However, Mr. Booh-Booh did not follow the Prosecution in its claim that the interim government ought to be qualified as "criminal".
Now a retired diplomat, Mr. Booh-Booh, a Cameroonian, was called to the witness stand by the defence of Joseph Nzirorera, who was in 1994 the Secretary General of the then ruling party MRND. "In my opinion, it was an illegal government (...) I kept my distance from a government which, given my background as a jurist, I thought of as being illegal", he told the court. However, when Prosecution counsel Don Webster supported that the interim government was actually a gang of criminals, the former head of UNAMIR replied: "I don't know of a criminal government".
Tuesday when the former diplomat started his testimony he blamed the former UN force commander, General Romeo Dallaire, and the international community for not taking appropriate action to control the Rwandan crisis.
Other accused tried alongside Nzirorera are former President of the MRND, Mathieu Ngirumpatise and its Vice President, Edouard Karemera.

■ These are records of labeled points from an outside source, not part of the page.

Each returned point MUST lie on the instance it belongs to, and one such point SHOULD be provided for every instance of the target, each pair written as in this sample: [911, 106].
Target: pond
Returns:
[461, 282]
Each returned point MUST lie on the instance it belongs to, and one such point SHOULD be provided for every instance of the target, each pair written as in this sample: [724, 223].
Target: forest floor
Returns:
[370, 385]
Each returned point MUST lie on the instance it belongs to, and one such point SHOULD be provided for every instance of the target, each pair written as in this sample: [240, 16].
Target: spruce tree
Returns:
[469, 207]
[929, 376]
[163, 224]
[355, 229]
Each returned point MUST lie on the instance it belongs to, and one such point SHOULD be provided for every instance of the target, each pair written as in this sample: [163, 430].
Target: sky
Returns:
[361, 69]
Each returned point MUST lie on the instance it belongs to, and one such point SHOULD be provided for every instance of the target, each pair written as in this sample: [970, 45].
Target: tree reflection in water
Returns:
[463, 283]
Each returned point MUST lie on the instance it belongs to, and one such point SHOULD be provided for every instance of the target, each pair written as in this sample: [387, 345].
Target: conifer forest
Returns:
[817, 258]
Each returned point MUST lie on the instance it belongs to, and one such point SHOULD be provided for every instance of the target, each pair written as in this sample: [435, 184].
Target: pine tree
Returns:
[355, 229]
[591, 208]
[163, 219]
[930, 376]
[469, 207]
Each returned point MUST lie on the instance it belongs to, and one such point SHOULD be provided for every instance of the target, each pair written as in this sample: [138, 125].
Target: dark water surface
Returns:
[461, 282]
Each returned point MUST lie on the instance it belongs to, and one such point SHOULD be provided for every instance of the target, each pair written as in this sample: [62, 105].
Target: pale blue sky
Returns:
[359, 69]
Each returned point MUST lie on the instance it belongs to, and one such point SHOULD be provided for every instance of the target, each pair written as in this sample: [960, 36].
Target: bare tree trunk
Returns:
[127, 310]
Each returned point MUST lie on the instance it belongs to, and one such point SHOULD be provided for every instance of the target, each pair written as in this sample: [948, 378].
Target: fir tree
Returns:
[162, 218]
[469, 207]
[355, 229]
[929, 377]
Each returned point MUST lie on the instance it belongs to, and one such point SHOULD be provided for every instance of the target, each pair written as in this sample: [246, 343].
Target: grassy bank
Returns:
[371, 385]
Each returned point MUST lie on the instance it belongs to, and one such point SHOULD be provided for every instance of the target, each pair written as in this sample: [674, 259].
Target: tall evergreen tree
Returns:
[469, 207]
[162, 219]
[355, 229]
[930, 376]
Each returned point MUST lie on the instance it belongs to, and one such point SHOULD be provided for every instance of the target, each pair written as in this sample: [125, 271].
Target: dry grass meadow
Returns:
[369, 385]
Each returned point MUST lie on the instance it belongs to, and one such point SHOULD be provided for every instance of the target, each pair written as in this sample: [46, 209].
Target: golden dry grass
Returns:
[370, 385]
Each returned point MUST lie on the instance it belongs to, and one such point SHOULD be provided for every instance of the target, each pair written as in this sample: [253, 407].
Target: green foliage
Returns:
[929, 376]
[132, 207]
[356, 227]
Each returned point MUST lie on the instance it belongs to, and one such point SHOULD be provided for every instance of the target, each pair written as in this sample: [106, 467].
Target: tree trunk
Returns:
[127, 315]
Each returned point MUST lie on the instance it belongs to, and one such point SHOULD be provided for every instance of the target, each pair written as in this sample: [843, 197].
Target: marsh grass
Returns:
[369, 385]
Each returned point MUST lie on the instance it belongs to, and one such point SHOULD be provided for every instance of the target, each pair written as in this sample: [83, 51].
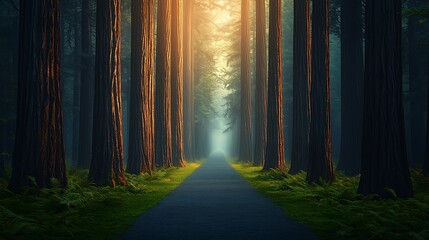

The trial continues next Monday.
The hearing of genocide trial against the former Rwandan minister of Planning, Augustin Ngirabatware also continued this week but only one witness, code-named ANAO for security reason was heard.
Wednesday, the accused asked ICTR to request the Holy See to arrange for a meeting between his lawyers and the Apostolic nuncio to Rwanda in 1994, Monsignor Giuseppe Bertello.
His lawyers want Mgr. Bertello to testify, as they assert he would, in support of Ngirabatware's alibi for the period between April 7 and April 12, 1994. According to the indictment and to several prosecution witnesses, Ngirabatware was in his hometown of Nyamyumba (Gisenyi Prefecture) from April 6 to April 12, inciting Hutus to kill their Tutsi neighbours.
In a written request submitted to the judges, the Defence asserts that the defendant was in fact in Kigali where he met most notably with the papal nuncio.